I applied data-based synthesis to the following CIF model anonymous.cif, and noticed that it takes ~8 minutes before synthesis even start with reachability computations. I looked a bit deeper, and found that the bottleneck is in VarOrderHelper#createGraph, in particular in the three nested for-loops at the top of that method to populate Map<Pair<Integer, Integer>, Integer> graphEdges. By default data-based synthesis executes createGraph four times, and the times it took to populate graphEdges is:

• First: 88931.2296ms
• Second: 137134.374ms
• Third: 88294.367101ms
• Fourth: 142364.6363ms

I looked further into why this takes so long. It seems that graphEdges.merge(pair(i, j), 1, (a, b) -> a + b) uses the hash function of pair(i, j) internally, to efficiently store the keys of the mapping. And the type of keys is Pair<Integer, Integer>. Now it seems that Pair#hashCode has a very poor hash distribution when dealing with Integers, since their hash values are the integer values themselves. As a result, graphEdges.merge has to deal with many hash collisions, which means that it effectively becomes a linear-time operation instead of a contant-time one. (Other map operations, like put, would have the same problem.)

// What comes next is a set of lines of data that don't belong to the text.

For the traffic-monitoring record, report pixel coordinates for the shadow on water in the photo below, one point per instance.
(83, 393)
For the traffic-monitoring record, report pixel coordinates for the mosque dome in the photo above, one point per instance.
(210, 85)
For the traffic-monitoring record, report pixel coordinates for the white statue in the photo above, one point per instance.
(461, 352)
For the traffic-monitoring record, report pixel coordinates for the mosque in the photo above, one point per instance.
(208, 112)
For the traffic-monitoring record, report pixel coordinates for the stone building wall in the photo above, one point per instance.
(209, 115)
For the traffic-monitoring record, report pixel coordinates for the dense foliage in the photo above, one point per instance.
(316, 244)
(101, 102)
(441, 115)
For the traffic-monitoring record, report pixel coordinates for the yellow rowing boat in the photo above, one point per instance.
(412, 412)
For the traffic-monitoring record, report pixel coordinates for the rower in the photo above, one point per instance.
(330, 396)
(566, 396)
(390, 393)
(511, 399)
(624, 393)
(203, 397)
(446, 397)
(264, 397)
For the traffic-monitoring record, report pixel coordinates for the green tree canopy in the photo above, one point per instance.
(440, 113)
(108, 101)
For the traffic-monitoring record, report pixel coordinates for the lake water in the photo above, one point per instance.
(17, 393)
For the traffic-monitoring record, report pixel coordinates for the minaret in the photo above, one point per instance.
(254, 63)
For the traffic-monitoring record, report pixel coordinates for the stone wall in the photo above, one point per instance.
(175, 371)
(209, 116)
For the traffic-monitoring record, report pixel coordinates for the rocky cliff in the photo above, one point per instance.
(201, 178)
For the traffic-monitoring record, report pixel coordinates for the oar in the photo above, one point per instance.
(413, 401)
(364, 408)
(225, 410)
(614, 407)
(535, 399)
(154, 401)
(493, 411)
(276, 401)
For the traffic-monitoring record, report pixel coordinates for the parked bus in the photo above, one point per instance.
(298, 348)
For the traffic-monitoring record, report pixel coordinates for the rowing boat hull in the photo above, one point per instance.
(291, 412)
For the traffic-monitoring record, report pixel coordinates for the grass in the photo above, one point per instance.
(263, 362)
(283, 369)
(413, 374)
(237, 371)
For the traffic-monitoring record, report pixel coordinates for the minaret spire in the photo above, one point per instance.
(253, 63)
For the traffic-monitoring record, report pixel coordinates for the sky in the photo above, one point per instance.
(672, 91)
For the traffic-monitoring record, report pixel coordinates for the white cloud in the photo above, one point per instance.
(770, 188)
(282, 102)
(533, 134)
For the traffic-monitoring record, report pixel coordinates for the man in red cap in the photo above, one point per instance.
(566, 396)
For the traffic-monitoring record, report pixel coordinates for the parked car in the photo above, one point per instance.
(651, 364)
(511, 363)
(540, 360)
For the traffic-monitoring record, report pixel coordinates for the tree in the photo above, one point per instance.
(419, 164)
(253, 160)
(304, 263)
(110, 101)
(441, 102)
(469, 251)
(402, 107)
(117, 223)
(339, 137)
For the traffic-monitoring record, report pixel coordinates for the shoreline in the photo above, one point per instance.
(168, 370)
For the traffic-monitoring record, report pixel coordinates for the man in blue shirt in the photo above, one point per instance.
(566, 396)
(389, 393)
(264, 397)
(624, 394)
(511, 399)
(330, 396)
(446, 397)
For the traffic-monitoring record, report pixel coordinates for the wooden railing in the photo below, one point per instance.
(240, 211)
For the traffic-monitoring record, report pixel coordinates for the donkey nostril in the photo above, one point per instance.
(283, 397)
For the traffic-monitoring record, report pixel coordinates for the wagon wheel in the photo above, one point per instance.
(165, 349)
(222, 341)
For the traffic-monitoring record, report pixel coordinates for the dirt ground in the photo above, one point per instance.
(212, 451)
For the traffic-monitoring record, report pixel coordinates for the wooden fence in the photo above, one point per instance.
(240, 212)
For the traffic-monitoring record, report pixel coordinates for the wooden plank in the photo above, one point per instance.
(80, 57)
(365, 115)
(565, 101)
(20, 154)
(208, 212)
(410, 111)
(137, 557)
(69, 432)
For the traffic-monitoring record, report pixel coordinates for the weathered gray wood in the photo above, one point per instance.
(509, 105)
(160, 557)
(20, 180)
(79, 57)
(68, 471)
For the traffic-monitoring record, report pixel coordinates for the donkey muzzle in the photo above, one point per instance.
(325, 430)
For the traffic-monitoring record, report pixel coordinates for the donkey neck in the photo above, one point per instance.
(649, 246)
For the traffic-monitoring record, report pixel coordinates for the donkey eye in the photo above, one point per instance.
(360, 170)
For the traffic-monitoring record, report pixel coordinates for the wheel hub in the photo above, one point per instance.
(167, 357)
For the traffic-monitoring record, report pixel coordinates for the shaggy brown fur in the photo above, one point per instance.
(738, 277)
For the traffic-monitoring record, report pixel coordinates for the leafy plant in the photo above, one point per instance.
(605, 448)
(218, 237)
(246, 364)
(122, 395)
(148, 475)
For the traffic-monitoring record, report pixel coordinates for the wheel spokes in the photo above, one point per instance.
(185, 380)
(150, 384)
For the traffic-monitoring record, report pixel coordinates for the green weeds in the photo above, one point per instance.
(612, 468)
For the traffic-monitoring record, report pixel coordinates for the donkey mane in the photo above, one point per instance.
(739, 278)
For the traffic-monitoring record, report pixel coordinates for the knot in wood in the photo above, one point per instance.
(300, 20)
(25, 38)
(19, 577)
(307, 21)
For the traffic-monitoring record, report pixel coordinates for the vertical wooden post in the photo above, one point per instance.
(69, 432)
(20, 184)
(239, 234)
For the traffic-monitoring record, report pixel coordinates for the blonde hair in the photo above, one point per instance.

A solution could be to improve Pair#hashCode. I changed it to:

@Override
public int hashCode() {
    long bits = Objects.hashCode(left);
    bits ^= (long)Objects.hashCode(right) * 31;
    return (((int)bits) ^ ((int)(bits >> 32)));
}

which I adapted from java.awt.geom.Point2D#hashCode. With that, the times it took to populate graphEdges became:

• First: 8165.9029ms
• Second: 8903.2127ms
• Third: 8521.618201ms
• Fourth: 9969.175401ms

Which is a 10x improvement for this example. Another solution would be to not use Pair<Integer, Integer> for the keys, but some other, locally-defined data type with a good hash function.